When NYC was the most dangerous place
Australia's toxic ghost town is a tourist magnet
From TRAVELBOOK | March 30, 2021, 12:25 p.m.
The Australian Wittenoom is one of the deadliest places in the world - and at the same time an absolute tourist magnet. Travelers risk their lives here again and again for a photo. The story of a tragedy - and the “stupidity” of the tourists.
Would you visit a city where just breathing the air can be deadly? A place where there is evidence that around 2000 people died? And where are countless quantities of a highly toxic substance still stored today? Wittenoom in Western Australia is just that, about 1,100 kilometers north of Perth as the crow flies. Despite the danger to life and limb, many tourists seem to be fascinated by today's ghost town, as photos and videos on the web show.

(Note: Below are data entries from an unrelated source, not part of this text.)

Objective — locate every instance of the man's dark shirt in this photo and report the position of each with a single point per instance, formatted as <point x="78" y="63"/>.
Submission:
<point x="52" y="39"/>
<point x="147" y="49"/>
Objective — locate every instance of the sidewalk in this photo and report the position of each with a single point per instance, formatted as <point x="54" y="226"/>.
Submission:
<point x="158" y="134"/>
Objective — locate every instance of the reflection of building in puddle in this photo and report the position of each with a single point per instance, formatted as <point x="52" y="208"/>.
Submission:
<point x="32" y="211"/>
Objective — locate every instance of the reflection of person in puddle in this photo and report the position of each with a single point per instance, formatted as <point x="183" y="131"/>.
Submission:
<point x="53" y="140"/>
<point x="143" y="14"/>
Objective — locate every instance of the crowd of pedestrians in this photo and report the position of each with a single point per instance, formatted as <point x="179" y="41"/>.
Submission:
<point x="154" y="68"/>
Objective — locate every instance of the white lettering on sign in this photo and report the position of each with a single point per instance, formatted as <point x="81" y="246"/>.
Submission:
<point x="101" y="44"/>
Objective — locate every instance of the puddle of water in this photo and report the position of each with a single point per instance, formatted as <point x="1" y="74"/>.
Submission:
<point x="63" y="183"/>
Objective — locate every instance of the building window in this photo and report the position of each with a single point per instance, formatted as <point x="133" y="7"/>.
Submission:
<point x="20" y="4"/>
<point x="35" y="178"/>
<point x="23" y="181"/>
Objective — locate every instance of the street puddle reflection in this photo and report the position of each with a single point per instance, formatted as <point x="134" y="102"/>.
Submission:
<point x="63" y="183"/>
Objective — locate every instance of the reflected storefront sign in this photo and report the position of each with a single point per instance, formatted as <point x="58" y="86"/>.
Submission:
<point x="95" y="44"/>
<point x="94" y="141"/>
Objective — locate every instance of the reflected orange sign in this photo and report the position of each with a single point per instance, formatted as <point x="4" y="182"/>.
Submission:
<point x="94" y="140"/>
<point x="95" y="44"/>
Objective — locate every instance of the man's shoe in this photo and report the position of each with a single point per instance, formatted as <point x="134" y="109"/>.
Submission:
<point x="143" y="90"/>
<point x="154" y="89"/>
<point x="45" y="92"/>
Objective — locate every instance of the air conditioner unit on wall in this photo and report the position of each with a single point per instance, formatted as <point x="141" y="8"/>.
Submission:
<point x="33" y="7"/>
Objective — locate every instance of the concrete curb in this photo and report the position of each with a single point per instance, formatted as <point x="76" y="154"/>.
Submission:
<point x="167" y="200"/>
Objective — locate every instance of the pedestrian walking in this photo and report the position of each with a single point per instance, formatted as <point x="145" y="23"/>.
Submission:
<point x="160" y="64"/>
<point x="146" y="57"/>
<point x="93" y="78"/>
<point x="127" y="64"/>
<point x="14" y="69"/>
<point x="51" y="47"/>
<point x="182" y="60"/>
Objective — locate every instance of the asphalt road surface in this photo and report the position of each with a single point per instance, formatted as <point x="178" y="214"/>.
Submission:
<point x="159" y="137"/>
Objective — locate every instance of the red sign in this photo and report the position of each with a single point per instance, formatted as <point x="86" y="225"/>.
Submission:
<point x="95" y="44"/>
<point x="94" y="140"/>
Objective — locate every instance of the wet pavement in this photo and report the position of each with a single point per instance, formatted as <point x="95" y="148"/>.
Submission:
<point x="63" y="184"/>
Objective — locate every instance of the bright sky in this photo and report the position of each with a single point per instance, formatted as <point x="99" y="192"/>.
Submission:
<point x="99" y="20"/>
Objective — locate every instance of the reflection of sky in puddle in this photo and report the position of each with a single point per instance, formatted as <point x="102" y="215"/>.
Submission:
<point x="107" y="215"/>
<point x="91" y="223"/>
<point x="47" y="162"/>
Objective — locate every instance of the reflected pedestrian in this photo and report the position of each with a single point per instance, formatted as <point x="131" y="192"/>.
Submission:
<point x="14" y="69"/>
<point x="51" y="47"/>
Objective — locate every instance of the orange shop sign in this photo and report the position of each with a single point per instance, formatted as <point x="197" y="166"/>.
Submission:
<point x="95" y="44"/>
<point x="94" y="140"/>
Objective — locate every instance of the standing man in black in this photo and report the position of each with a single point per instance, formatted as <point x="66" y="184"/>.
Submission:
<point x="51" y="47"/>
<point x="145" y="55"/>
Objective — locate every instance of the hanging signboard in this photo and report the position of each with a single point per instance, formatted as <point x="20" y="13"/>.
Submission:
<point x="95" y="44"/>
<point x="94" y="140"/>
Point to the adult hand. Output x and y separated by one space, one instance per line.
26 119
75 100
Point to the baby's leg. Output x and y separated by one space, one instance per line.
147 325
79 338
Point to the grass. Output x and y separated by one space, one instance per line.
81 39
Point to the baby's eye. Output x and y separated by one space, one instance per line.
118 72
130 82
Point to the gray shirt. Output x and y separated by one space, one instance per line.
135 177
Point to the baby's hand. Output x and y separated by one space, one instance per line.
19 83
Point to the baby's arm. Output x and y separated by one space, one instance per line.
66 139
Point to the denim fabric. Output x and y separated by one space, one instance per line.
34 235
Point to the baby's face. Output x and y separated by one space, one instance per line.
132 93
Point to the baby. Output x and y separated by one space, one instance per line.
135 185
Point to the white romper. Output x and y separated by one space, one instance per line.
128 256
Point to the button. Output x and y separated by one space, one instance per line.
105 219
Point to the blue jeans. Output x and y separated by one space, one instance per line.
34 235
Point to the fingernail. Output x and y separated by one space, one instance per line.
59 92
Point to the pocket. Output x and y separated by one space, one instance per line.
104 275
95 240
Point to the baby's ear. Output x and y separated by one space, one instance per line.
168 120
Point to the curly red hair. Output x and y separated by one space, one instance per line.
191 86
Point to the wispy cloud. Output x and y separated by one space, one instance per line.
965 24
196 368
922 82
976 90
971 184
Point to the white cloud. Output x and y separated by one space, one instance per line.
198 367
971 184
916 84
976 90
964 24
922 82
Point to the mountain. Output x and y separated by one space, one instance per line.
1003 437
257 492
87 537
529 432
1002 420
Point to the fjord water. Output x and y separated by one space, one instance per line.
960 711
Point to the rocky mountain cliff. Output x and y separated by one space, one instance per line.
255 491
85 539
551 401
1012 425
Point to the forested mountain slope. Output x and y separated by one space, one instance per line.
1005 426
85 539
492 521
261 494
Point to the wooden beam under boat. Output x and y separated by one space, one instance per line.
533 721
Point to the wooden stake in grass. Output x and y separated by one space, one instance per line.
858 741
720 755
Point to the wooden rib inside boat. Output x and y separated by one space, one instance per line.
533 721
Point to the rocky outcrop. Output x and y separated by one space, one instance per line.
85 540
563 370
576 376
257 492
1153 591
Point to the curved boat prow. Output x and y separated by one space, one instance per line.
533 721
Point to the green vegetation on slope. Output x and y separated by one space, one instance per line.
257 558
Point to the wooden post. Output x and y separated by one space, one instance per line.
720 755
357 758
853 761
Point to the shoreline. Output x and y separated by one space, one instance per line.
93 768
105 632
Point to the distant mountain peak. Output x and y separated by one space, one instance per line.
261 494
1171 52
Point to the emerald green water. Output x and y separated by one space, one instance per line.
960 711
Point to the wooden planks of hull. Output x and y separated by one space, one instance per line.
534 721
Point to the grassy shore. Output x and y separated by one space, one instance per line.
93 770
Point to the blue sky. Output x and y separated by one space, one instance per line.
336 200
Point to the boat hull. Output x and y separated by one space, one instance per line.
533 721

The Australian government expressly warns against a visit there. According to the "BBC", politicians in connection with Wittenoom speak of the "greatest safety and health tragedy in Australia." Wittenoom is even considered to be the most poisoned place in the entire southern hemisphere. The reason: up to 1966, asbestos was mined here for almost 30 years. Celebrated at the time as a kind of miracle cure in the construction industry due to its properties, around 7,000 workers mined the coveted substance, according to the Asbestos Diseases Society of Australia.
The deadly problem: In processed form, asbestos cannot be toxic. As a raw material, as it was extracted in the two mines of Wittenoom, however, it is life-threatening. However, although doctors warned against handling the material and the potentially fatal consequences as early as 1900, according to "Deutschlandfunk", the Wittenoom mines were not closed until 1966. In fact, the use of asbestos in building materials wasn't officially banned until 1980. Trade in products containing asbestos was legal until 2004. Peter Tighe is Managing Director of the Asbestos Safety and Removal Agency of the Australian Government. According to his estimates, up to two million houses in Australia could contain asbestos, reports "Deutschlandfunk". The broadcaster also reports that by the end of 2019, around 50,000 Australians will have incurable diseases that can be traced back to asbestos. The health consequences of exposure to asbestos can even appear decades later. According to "Deutschlandfunk", around 4,000 people die each year in Australia from asbestos-related diseases - more than three times as many as from car accidents.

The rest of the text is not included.